Obama’s passivity could lead to the loss of a Palestinian partner: Haarretz

Speeches like the one given by U.S. President Barack Obama to the UN General Assembly will not advance peace one iota.
By Akiva Eldar
The key statement in President Barack Obama’s address to the UN General Assembly was the distinction that peace between Israel and the Palestinians will not be attained by means of speeches and UN resolutions. Indeed, speeches like those presidential candidate Obama gave on Wednesday will not advance peace one iota. A resolution passed by the General Assembly to upgrade the status of the Palestinians a bit – after a blocking majority put together by Obama or an American veto thwarts them in the Security Council – is also not likely to improve the situation in the occupied territories.

Worse yet, Obama’s passivity could pave the way to a civil uprising against Israel and its American patron, and/or lead to the loss of the Palestinian partner to the two-state solution.

Obama’s graceless courting of the Israeli government is unlikely to attract Jewish votes or financing; those who believe in the perpetuation of the conflict will prefer a Republican candidate who recycles the hollow vow to bring the U.S. Embassy to Jerusalem. The photographer Spencer Tunik should have invited Obama to take part in his photograph in the lowest place on earth, since Obama’s speech presented the diplomacy of the (still ) strongest power in the world in all its nakedness.

To realize the extent to which the lame-duck candidate has regressed from the positions of the new and promising President Obama, the speech to the United Nations in September 2011 should be compared to one he gave in Cairo in 2009. At that time he pledged to “personally pursue this outcome with all the patience that the task requires,” and said “… it is time for all of us to live up to our responsibilities.” Yesterday he sent the occupied and the occupier, the strong and the weak, to solve the core issues on their own.

In Cairo he recalled, along with Jewish suffering in the Holocaust, the “daily humiliations … that come with the occupation.” And he added: “Let there be no doubt: The situation for the Palestinian people is intolerable.” He even compared the struggle of the Palestinians for freedom to the struggle of black people in the United States for equal rights. On Wednesday, Obama paid pursed lip service to the legitimate aspirations and forgot to mention the occupation.

In June 2009, Obama spoke of “the obligations that the parties have agreed to under the road map.” He meant, among other things, and perhaps mainly, Israel’s obligation to completely stop construction in the settlements and dismantle the outposts built after March 2001. To remove all doubt, he stated resolutely: “It is time for these settlements to stop.”

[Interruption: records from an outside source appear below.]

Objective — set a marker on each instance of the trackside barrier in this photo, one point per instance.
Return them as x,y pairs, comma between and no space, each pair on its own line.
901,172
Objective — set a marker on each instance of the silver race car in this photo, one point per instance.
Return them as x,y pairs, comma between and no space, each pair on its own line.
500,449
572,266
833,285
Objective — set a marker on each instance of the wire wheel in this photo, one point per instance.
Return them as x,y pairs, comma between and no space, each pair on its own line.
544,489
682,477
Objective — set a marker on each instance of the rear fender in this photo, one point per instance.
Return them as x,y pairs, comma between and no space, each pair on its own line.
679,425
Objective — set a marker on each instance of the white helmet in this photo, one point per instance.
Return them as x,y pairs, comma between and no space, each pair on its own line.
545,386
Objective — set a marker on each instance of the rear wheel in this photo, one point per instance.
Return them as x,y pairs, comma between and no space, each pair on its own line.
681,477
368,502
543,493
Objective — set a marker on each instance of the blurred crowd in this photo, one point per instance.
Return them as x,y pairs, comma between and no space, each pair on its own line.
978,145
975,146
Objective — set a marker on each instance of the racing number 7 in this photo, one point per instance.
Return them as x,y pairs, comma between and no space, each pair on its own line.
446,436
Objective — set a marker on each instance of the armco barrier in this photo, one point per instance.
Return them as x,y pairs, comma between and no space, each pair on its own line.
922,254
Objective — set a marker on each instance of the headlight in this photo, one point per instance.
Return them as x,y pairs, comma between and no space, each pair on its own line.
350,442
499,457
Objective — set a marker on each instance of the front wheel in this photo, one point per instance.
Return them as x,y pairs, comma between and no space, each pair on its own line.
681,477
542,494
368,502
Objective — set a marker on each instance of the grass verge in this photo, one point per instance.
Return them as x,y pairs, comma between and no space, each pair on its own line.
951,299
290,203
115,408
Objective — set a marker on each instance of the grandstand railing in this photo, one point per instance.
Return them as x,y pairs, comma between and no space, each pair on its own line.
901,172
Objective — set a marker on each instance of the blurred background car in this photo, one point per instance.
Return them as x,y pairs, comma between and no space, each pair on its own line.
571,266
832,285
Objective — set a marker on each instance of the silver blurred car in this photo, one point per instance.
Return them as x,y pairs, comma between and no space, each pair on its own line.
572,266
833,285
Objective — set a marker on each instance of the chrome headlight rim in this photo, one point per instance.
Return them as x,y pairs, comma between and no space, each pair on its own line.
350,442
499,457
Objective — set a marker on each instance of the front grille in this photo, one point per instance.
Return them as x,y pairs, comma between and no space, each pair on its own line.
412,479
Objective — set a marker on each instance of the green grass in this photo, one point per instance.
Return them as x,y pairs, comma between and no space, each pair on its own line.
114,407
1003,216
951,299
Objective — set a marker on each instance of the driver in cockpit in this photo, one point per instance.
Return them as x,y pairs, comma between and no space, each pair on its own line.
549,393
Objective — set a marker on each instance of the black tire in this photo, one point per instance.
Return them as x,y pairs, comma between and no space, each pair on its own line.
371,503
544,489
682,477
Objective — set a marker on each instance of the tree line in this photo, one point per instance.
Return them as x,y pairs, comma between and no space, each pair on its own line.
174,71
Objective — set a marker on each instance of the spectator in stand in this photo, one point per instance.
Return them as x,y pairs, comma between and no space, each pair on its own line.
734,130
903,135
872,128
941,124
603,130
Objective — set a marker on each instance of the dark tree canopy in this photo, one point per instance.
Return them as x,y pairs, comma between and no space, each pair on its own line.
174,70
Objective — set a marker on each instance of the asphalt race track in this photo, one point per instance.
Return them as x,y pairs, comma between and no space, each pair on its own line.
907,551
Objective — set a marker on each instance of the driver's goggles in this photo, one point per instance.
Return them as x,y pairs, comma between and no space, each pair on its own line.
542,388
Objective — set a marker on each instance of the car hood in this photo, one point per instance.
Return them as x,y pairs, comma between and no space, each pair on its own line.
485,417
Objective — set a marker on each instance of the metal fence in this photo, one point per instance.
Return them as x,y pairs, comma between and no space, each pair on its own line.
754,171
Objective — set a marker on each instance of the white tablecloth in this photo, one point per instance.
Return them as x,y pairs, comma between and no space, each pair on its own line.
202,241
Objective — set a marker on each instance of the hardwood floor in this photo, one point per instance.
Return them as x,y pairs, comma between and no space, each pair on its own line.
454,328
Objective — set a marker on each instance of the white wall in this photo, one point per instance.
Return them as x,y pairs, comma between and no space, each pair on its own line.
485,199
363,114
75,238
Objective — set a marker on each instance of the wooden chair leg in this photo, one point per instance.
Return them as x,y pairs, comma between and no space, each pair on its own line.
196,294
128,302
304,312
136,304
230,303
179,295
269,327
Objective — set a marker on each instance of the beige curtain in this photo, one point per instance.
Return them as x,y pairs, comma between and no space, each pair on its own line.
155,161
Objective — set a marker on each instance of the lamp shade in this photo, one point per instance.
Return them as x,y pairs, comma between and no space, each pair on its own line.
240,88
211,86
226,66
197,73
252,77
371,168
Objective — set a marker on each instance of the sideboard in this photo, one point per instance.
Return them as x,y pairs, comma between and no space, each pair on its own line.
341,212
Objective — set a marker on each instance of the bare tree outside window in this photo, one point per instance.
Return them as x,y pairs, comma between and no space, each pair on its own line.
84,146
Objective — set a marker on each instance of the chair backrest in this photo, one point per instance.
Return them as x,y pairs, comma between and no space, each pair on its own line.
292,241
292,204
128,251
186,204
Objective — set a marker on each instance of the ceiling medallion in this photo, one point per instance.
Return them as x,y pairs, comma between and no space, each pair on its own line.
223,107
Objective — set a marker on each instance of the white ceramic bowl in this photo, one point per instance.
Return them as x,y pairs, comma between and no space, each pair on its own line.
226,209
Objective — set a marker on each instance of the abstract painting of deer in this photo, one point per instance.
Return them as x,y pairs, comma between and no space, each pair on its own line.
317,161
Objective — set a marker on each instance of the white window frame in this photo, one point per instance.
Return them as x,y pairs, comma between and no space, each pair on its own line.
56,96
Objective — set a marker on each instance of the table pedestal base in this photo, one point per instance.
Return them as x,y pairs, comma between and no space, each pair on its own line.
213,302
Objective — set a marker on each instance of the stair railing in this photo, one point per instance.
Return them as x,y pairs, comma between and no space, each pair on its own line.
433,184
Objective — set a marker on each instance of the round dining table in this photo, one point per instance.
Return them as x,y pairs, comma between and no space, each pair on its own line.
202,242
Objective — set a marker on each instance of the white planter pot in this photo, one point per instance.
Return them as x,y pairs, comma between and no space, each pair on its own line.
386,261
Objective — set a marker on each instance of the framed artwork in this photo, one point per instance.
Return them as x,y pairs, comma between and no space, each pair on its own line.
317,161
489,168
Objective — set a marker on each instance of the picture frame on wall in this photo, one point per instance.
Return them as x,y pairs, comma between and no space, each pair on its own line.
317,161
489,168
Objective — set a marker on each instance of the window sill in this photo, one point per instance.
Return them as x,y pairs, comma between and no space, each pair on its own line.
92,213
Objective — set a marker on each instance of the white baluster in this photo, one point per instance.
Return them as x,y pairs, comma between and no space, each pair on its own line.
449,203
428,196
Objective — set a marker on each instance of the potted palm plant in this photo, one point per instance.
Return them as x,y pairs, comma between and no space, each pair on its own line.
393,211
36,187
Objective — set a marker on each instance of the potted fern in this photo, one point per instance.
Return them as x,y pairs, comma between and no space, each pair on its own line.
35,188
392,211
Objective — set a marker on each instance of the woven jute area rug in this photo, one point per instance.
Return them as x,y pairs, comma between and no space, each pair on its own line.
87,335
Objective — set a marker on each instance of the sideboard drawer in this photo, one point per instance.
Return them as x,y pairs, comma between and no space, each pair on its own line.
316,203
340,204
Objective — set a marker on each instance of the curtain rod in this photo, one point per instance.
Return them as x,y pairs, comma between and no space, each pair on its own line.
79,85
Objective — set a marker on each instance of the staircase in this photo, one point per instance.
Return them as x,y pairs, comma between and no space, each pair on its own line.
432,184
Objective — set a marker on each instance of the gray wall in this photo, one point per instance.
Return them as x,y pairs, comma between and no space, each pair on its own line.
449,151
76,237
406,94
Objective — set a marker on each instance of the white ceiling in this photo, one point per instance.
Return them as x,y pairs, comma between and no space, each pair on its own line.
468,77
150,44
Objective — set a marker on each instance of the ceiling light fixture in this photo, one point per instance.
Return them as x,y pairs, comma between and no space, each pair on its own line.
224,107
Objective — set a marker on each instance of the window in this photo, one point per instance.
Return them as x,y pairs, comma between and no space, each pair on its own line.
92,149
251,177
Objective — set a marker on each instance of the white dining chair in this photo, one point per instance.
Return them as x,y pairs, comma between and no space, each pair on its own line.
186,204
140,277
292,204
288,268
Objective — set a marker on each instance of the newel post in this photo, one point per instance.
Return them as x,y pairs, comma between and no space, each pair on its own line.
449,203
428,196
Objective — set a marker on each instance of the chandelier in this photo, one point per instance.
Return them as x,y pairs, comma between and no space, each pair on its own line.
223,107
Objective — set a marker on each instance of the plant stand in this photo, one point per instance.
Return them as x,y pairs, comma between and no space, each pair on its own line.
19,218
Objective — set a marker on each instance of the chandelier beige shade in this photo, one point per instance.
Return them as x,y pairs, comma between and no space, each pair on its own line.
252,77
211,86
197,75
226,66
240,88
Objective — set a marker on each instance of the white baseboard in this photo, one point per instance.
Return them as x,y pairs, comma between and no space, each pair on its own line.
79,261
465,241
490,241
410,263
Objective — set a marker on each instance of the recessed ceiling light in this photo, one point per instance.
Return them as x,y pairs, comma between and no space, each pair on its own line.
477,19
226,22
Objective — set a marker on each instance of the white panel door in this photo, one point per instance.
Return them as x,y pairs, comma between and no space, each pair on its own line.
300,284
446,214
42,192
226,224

On Wednesday, not one word of criticism was heard about Israel creating unilateral physical facts on the ground. To the 2011-model Obama, only the Palestinians’ approach to the United Nations is unilateral, objectionable and meriting the death penalty. Only the very best navigators of the endless maze of the “peace process” could find in yesterday’s address an indirect mention of Obama’s support for negotiations based on the 1967 borders and an exchange of territories – in a general reference to his speech last May.

Obama forgot to mention that in July he demanded that the Quartet release a statement of support for the annexation of the settlement blocs to Israel and recognition of Israel’s Jewish character. Yesterday he was a bit more cautious and made do with the declaration that “Israel deserves recognition.” To whom exactly was the statement directed? To North Korea? To Iran? How many countries among those whose leaders were listening to his remarks do not recognize Israel? True, none of them, including the United States, recognize the occupation, nor the annexation of East Jerusalem.

There is no doubt that Foreign Minister Avigdor Lieberman had many moments of pleasure on Wednesday. His great nemesis, the person who threatened to expel him from his home in the settlement of Nokdim in exchange for a diplomatic agreement with the Palestinians, and perhaps for a regional peace initiative as well, raised a white flag yesterday. In fact, how can one complain about a foreign leader who risks our existence for considerations that are foreign to us? Don’t we have one like that?